Para hacerlo, el texto indica que se contactó “con todos los coordinadores de VIH de las comunidades autónomas”. En 2018, el Gobierno aprobó una normativa que devolvía la sanidad pública a las personas sin papeles. Sin embargo, su redacción permitía que las diferentes consejerías la aplicasen de una manera más o menos laxa. De hecho, el ministerio señala a diferentes gobiernos autonómicos, por ejemplo el de Comunidad de Madrid, que imponen trabas administrativas a la atención de inmigrantes que llevan menos de tres meses en España o que no han podido empadronarse.

Inconcreciones que abren grietas

El propio Real Decreto de 2018 dice que no pueden ponerse trabas, pero el actual Ejecutivo socialista ha reconocido que existen una serie de grietas en aquel texto, que pretende corregir, y Sanidad reconoce en este informe “algunas inconcreciones en su redacción y la previa ausencia de un Reglamento de desarrollo de la Ley 16/2003” que “ha dificultado la recuperación de la universalidad en algunas comunidades autónomas”.

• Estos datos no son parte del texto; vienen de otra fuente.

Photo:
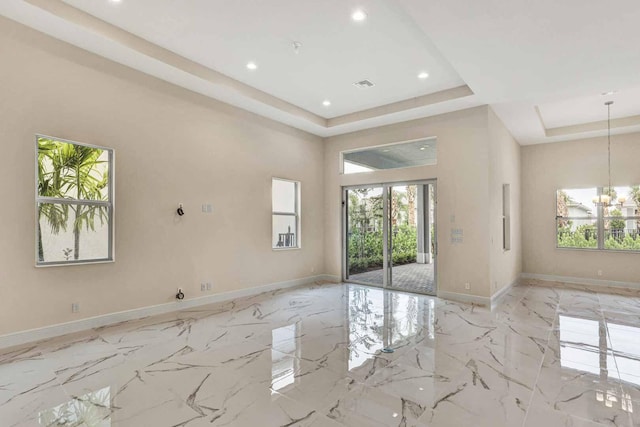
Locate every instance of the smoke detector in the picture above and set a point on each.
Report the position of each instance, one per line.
(364, 84)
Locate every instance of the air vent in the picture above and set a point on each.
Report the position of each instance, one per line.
(364, 84)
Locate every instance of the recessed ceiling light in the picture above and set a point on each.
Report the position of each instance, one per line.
(359, 15)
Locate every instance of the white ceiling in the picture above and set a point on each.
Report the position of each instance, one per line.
(519, 54)
(541, 65)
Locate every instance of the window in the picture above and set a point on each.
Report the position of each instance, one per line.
(74, 202)
(580, 223)
(420, 152)
(285, 200)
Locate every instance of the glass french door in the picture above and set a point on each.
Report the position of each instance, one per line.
(389, 236)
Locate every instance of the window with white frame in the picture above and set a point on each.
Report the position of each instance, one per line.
(596, 218)
(74, 202)
(285, 201)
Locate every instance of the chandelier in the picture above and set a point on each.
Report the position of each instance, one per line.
(610, 198)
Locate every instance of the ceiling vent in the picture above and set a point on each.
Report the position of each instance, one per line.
(364, 84)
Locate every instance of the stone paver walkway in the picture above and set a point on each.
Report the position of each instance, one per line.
(409, 277)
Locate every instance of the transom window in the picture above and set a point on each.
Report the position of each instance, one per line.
(74, 202)
(595, 218)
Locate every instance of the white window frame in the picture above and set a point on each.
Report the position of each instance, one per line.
(109, 204)
(296, 214)
(599, 219)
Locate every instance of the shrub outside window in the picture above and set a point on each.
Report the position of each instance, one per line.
(581, 223)
(74, 202)
(285, 199)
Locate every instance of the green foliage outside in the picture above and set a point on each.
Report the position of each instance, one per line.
(585, 236)
(73, 171)
(365, 248)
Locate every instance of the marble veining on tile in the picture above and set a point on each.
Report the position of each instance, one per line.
(343, 355)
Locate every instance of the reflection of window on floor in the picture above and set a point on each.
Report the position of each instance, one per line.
(379, 319)
(284, 356)
(91, 409)
(584, 347)
(627, 351)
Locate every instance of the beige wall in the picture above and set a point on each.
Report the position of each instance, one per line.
(463, 190)
(575, 164)
(171, 146)
(505, 168)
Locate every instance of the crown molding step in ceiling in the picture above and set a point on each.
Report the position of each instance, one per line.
(305, 57)
(544, 71)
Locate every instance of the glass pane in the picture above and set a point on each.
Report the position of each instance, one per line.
(284, 196)
(72, 171)
(621, 225)
(576, 203)
(577, 233)
(284, 231)
(402, 155)
(72, 233)
(364, 240)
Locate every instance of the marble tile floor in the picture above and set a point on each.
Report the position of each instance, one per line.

Uno de los requisitos que se pone a las personas migrantes en situación irregular para acceder a la sanidad pública es que lleven empadronados más de tres meses. Se trata de un barrera que no siempre es fácil de sortear, por las dificultades de acceso a la vivienda con un contrato de arrendamiento o para acceder a los procesos de la administración.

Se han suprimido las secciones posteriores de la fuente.